20050920

A Disk Full of JAR Files

I am not bragging, but I have 12698 JAR Files on my local hard disk. I am a heavy Java user and developer, but surely there must be something wrong with the platform if you get this kind of proliferation. I don't expect it to be any kind extraordinary example - certainly no record.

I know that if I used a better OS I could hard link them and get a few gig back, but I should not have to do that. I am also aware that quite a few of these jars are copies produced by various application server instances and ant builds.

To illustrate the scale of the problem I scanned for Jakarta's commons-logging.jar. I found over 200 of them - 4 different versions. That is not too bad because each jar is only around 30k. But log4j is ten times the size and when I searched for that jar I found about the same number. Some commonly used (and growing) jars are very large, like Xalan and jaxrpc.

All this disk usage makes the Java platform/technology the single biggest user of disk space on my machine. Java is already the biggest user of my cpu cycles and memory. And this annoys me, that bloat could be easily avoided.

So that is my suggestion for the next version of Java: solve the bloat problem.

My own suggestion for a solution would be to make the classloader use an inbuilt cache of jars. So that way jars are imported into the VM environment rather than just loaded by reference. Now that most manifest files have the 'Class-Path:' setting then it would be possible to extend this behaviour to a build guid style reference model.

There are obvious problems with this solution that I am aware of. But even a slightly better system would alleviate the issue.

5 comments:

Matt Raible said...

Heh, I just checked and I have 23,271. I would say 1/2 of those are in "build" directories - so the number isn't very accurate.

I guess that's what I get for having 123 open source projects in my "source" directory. ;-)

Anonymous said...

It could be worse. :-) You could have a registry where all of the jars form a spider web of references using GUIDs upon GUIDs.

Anonymous said...

The proliferation of redundant jar libaries is one of the problems being solved by the jpackage.org project, for LSB compliant Linux distributions. Red Hat is now officially cooperating with JPackage to ensure compatibility. I use it on Fedora Core 4. Works great.

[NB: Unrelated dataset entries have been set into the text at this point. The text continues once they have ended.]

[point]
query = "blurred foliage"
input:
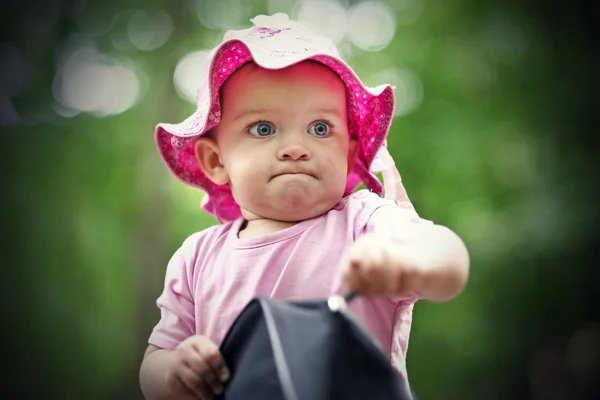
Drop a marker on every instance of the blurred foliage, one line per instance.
(500, 150)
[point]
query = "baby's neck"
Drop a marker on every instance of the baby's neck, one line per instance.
(260, 227)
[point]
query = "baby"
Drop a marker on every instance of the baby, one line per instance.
(283, 134)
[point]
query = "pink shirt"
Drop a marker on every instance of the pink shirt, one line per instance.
(214, 274)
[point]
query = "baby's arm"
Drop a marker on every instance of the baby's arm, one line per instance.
(401, 256)
(178, 363)
(195, 370)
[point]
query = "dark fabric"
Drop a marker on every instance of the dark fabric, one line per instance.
(328, 355)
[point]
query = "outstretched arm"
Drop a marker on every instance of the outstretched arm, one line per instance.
(407, 258)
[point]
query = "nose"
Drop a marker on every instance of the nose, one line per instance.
(294, 150)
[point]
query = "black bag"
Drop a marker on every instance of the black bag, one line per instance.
(314, 350)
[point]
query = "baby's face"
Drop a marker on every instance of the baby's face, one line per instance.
(283, 139)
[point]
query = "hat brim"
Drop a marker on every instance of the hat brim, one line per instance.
(370, 113)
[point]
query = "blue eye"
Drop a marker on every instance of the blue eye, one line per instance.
(320, 129)
(261, 129)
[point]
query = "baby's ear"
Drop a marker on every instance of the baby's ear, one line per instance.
(352, 148)
(209, 159)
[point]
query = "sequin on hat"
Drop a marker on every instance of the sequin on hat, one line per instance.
(273, 42)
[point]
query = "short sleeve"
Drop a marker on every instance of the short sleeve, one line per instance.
(176, 304)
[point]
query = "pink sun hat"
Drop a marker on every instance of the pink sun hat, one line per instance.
(274, 42)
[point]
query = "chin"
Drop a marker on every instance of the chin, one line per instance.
(300, 206)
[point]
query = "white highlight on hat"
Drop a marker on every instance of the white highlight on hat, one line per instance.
(90, 82)
(189, 73)
(281, 6)
(371, 25)
(324, 17)
(149, 29)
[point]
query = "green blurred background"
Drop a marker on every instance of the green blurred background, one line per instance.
(495, 136)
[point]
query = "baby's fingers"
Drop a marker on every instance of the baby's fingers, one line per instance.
(211, 354)
(206, 374)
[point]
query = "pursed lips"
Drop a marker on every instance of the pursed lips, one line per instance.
(295, 172)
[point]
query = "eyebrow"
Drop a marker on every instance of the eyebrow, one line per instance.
(261, 111)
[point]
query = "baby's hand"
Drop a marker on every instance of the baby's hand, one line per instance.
(376, 265)
(197, 369)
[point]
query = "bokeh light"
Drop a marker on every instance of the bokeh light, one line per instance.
(371, 25)
(95, 83)
(408, 88)
(326, 17)
(224, 14)
(149, 29)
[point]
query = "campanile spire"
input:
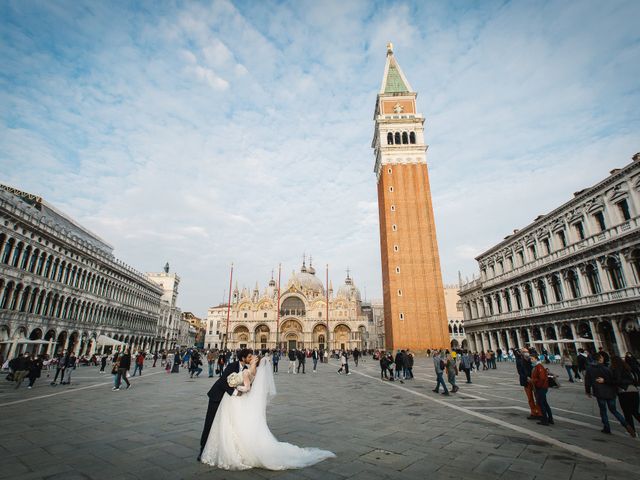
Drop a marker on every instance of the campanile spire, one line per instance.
(415, 315)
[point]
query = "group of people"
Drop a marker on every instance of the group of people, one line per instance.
(610, 379)
(398, 367)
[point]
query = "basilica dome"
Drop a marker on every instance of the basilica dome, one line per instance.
(306, 279)
(349, 290)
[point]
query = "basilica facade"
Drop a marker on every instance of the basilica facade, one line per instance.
(309, 316)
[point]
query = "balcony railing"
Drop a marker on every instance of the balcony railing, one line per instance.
(588, 242)
(569, 304)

It really makes Java feel like part of the OS, not bolted on. Highly recommended.

Anonymous said...

It's exactly the problem that is aimed to be addressed by the JSR 277. But you'll have to wait for dolphin to see it be part of the standard JRE...

straun said...

Thanks for some good comments:

matt: that is pretty good going, I wonder if there is anyone out there with more.

jpackage.org: is something I use on another FC4 machine that I have. But I find it a little inflexible for being able to develop effectively against. Great for deployment though.

xavier: I will keep an eye on the JCP for that one.